By Jennifer Ortiz
HOWELL – The Township Council has adopted a 2016 budget that officials said will put more police officers on Howell’s streets and help pay off debt. A public hearing on the budget was held during the council’s meeting on March 21.
Residential and commercial property owners will pay a total of $25.4 million in a local tax levy to support the $46.94 million budget and officials will use $2.3 million from Howell’s surplus account (savings) as revenue in the spending plan, according to Chief Financial Officer Louis Palazzo.
By way of comparison, Howell’s 2015 municipal budget totaled $46.2 million and relied on the collection of $24.5 million in a local tax levy and the use of $3.5 million from surplus as revenue.
Officials said the municipal tax rate will remain stable at 39.88 cents per $100 of assessed valuation in 2016.
In 2015, the average home in Howell was assessed at $308,500 and the owner of that home paid $1,230 in municipal taxes. In 2016, the average home in Howell is assessed at $318,169, according to Palazzo. With a tax rate of 39.88 cents, that homeowner will now pay $1,268 in municipal taxes (an increase of $38).
If a resident’s home was assessed at $308,500 in 2015 and that assessment has decreased to $298,500 in 2016, that resident’s municipal tax will decrease from $1,230 to $1,190 (a decrease of $40).
Municipal taxes are one part of a property owner’s tax bill, which also includes Monmouth County taxes, Howell K-8 School District taxes, Freehold Regional High School District taxes, a fire district tax and other assessments.
Palazzo said the 2016 budget includes funds for the hiring of two police officers, an additional staff member in the Emergency Medical Services unit and part-time support in the Howell Police Department Emergency Medical Services unit and the Department of Public Works.
Howell’s 2016 state aid is anticipated to remain stable at $7.92 million, according to Palazzo.
During the public hearing on the budget, Les Spindel, who lives in the Equestra adult community on Route 33, said, “As many of you (council members) know, the impact of the recent tax increases on Equestra residents has been quite severe. … you are using all of that increase (in ratables) to spend more money on yes, good things, but nevertheless, if you look at what the Board of Education has done, they have spent more money, but they have used the fact that there is an increase in ratables to also decrease their tax rate as opposed to keeping it constant.”
Spindel asked the council members to consider reducing property taxes by reducing the municipal tax rate.
“I appreciate the work you all do as volunteers, helping a great deal and doing wonderful things for us in town, as do other volunteers in town … and I do see in the budget that there is some amount of pay that goes to elected officials, which makes sense because you have expenses that need to be covered,” Spindel said.
“What I don’t understand is the $30,000 per person healthcare, if I’m reading this correctly, that two people are taking. … I would hope you would reconsider doing that and use the money that is being paid for expenses, etc., that even though it is available to you, the $60,000 is coming from taxpayers for healthcare coverage,” he said.
Mayor Bill Gotto responded to Spindel, saying, “One of the items you brought up was about certain governing body members taking healthcare benefits. I am one of them. I have never shied away from that. It was a personal decision I made. I am not going to speak on behalf of one of more other governing body members that do it. I have never hidden behind that fact that I have done it.”
Gotto told Spindel he would be happy to discuss the matter privately if Spindel wanted to do so.
“I understand the concern and I am not naïve to it. I am very appreciative to the residents of Howell that I was able to receive that benefit. I feel that I worked very hard for that benefit, but I do understand the concern,” the mayor said.
Gotto acknowledged that Equestra residents have taken a hit on taxes “because of your homes’ assessed value and other issues like that which we are not going to go through and debate today because we are not going to resolve that today.

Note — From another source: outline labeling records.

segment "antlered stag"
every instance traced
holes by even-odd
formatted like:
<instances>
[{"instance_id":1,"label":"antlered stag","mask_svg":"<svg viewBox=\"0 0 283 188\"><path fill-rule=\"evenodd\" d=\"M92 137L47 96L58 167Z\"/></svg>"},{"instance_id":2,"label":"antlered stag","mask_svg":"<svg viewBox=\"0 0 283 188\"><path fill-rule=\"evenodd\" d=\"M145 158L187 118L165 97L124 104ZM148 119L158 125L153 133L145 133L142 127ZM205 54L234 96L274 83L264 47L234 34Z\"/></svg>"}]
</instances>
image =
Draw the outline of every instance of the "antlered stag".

But I understand what you are saying and I would like to put it in a little bit of context because I have received a number of phone calls and emails and people are asking, ‘Well, all of this money that is coming in, you are getting more because assessments are going up and all you are doing is taking more money and spending more money.’ And I certainly understand that.”
Gotto explained that of the $900,000 increase in the total tax levy from 2015 to 2016, $795,000 of the increase is attributable to a hike in debt payments this year.

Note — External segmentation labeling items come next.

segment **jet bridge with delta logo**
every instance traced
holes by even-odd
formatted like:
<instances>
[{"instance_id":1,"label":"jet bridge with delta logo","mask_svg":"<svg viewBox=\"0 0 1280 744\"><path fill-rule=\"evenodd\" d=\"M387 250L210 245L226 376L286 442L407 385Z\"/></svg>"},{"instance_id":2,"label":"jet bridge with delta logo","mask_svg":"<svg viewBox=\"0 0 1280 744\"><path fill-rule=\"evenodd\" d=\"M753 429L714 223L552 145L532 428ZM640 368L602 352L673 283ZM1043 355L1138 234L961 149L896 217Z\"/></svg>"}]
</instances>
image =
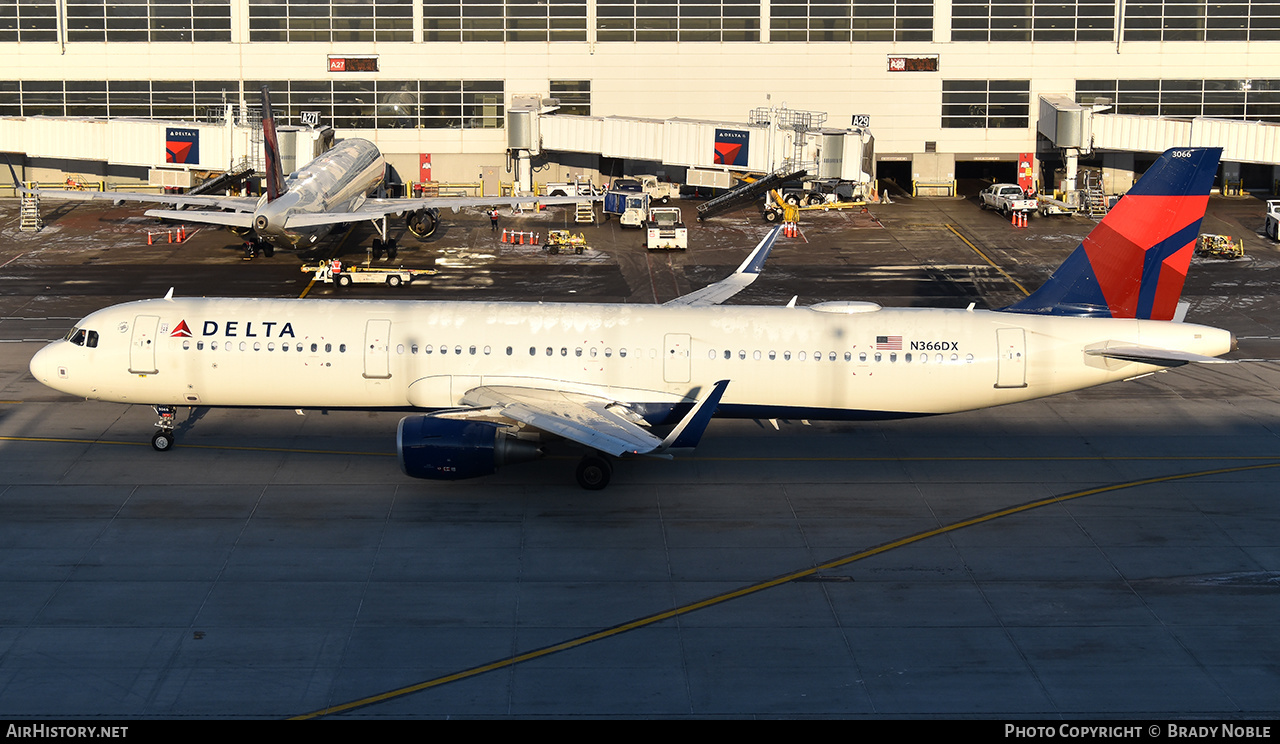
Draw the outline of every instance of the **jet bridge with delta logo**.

“I think that is a good thing to be doing with the extra money we are taking in. We are not kicking the can down the road anymore, we are not issuing bond anticipation notes over and over … we are actually paying down principal,” the mayor said. “Some of the principal we are paying down is for things that (Howell officials) bonded for long before any of us were elected officials. We are paying down our debt and I think that is a very strong statement.”
Gotto said he is proud of what is being done with the budget and he appreciates the additional $39 a year (the owner of a home assessed at the township average) is going to pay in municipal taxes this year. He said the council has lowered fees and taxes when it has been able to do so.
The 2016 budget was adopted by Gotto, Deputy Mayor Robert Nicastro, Councilman Edward Guz and Councilman Robert Walsh. Councilwoman Pauline Smith was absent from the meeting.